South Korean army officer and diplomat (1925–2017)

Lee Dae-yong (20 November 1925 – 14 November 2017) was a South Korean army officer and diplomat.

==Early life==
Lee was born in North Hwanghae Province on 20 November 1925.

== Military career ==
During the Korean War, he served as an officer in the 6th Infantry Division, Republic of Korea Army.

He served as a commander of the 1st Company, 1st Battalion, 7th Regiment in the Battle of Chuncheon.

==Diplomat career==
In 1963, Lee was appointed as a military attaché to the South Korean embassy in South Vietnam. In 1973, he was appointed as a minister in the South Korean embassy in South Vietnam
(Originally, he belonged to the Korean Central Intelligence Agency)

During the Fall of Saigon, South Korean diplomats attempted to flee South Vietnam as part of Operation Frequent Wind. Lee and two South Korean diplomats (Ahn Hee-wan and Seo Byeong-ho) failed to escape. They were arrested by the People's Army of Vietnam and held for questioning in Chí Hòa Prison in October 1975.
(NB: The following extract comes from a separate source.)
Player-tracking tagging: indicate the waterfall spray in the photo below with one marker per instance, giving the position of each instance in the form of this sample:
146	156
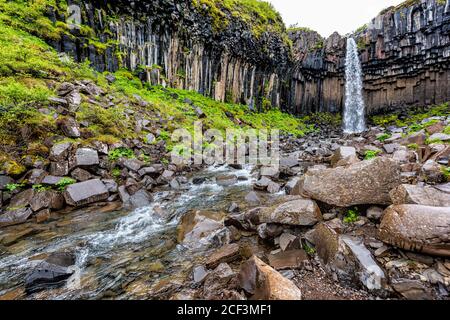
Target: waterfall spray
354	110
The North Korean government tried to take the prisoners, but the South Korean government negotiated with North Korea for their return to South Korea.

Following the Sino-Vietnamese War, North Korea supported China. This has soured relations between Vietnam and North Korea.

At that time, the Israeli businessman Shaul Eisenberg worked as a secret envoy for South Korea.

On 12 April 1980, Vietnamese government released Lee and the two other diplomats to South Korea.

== After return ==
In 2001, Lee met Vietnam's ambassador to South Korea Dương Chính Thức, who was the official responsible for his arrest in 1975.

==Awards and decorations==
- Chungmu Order of Military Merit (1950)
- Hwarang Order of Military Merit (1951)

== Legacy ==
In 1986, his story was turned into a drama (:ko:사이공 억류기) on MBC.